APELAÇÃO CÍVEL. AÇÃO DECLARATÓRIA DE INEXISTÊNCIA DE RELAÇÃO JURÍDICA C/C REPETIÇÃO DO INDÉBITO E INDENIZAÇÃO POR DANOS MORAIS. RECURSO INTERPOSTO PELA PARTE AUTORA. MAJORAÇÃO DO QUANTUM INDENIZATÓRIO. AUSÊNCIA DE INTERESSE RECURSAL. APELAÇÃO CÍVEL NÃO CONHECIDA. 1 – No caso concreto, a parte autora não fora sucumbente no pleito indenizatório, porquanto, na petição inicial deixou a fixação da verba reparatória ao prudente arbítrio do Juízo, sugerindo um valor que entende justo, impondo-se, assim, o não conhecimento do recurso por ausência de interesse recursal. 2 – Apelação Cível não conhecida, nos termos do artigo 932, inciso III, do Código de Processo Civil.


DECISÃO TERMINATIVA


Trata-se de APELAÇÃO CÍVEL interposta por EMÍDIO DE SOUSA (Id 11295980) em face da sentença (Id 11295971) proferida nos autos da AÇÃO DECLARATÓRIA DE INEXISTÊNCIA DE RELAÇÃO CONTRATUAL C/C REPETIÇÃO DO INDÉBITO E INDENIZAÇÃO POR DANOS MORAIS (Processo nº 0801303-83.2022.8.18.0061), ajuizada em desfavor do BANCO PAN S/A, na qual, o Juízo de Direito da Vara Única da Comarca de Miguel Alves-PI julgou parcialmente procedentes os pedidos formulados na petição inicial para declarar a inexistência do contrato de empréstimo consignado questionado na lide (Contrato nº. 344199432-8), condenando o réu a restituir, em dobro, os valores descontados da conta do benefício previdenciário do autor/apelante, acrescidos de correção monetária e juros de mora de 1% ao mês, a contar da data do evento danoso (Súmula 54 do STJ), com incidência da Taxa Selic, condenando-lhe, ainda, ao pagamento de indenização por danos morais, no importe de R$ 2.000,00 (dois mil reais), acrescidos de correção monetária, da data do arbitramento (Súmula 362 do STJ) e juros de mora de 1% (um por cento) ao mês, a contar do evento danoso (Súmula 54 do STJ), incidindo-se a Taxa Selic.
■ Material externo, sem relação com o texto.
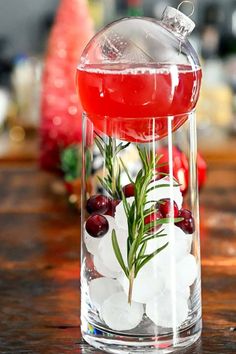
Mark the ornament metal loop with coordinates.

Tendo em vista a sucumbência da parte ré, condenou-lhe ao pagamento das custas processuais e honorários advocatícios, estes fixados em 10% (dez por cento) sobre o valor da condenação.

Em suas razões de recurso, o apelante aduz que o valor arbitrado a título de indenização por danos morais mostra-se irrisório e não condiz com a extensão do dano sofrido, tampouco confere o caráter punitivo e pedagógico necessários à repreensão do apelado, razão pela qual, deve ser majorado para o importe de R$ 5.000,00 (cinco mil reais).

O Banco Pan S/A apresentou as suas contrarrazões recursais suscitando a preliminar de impugnação ao benefício da gratuidade judiciária concedido à parte autora.

No mérito, aduz que inexistem razões para a majoração do quantum indenizatório, sob pena de enriquecimento ilícito da parte autora, motivo pelo qual, o recurso deve ser improvido (Id 11295989).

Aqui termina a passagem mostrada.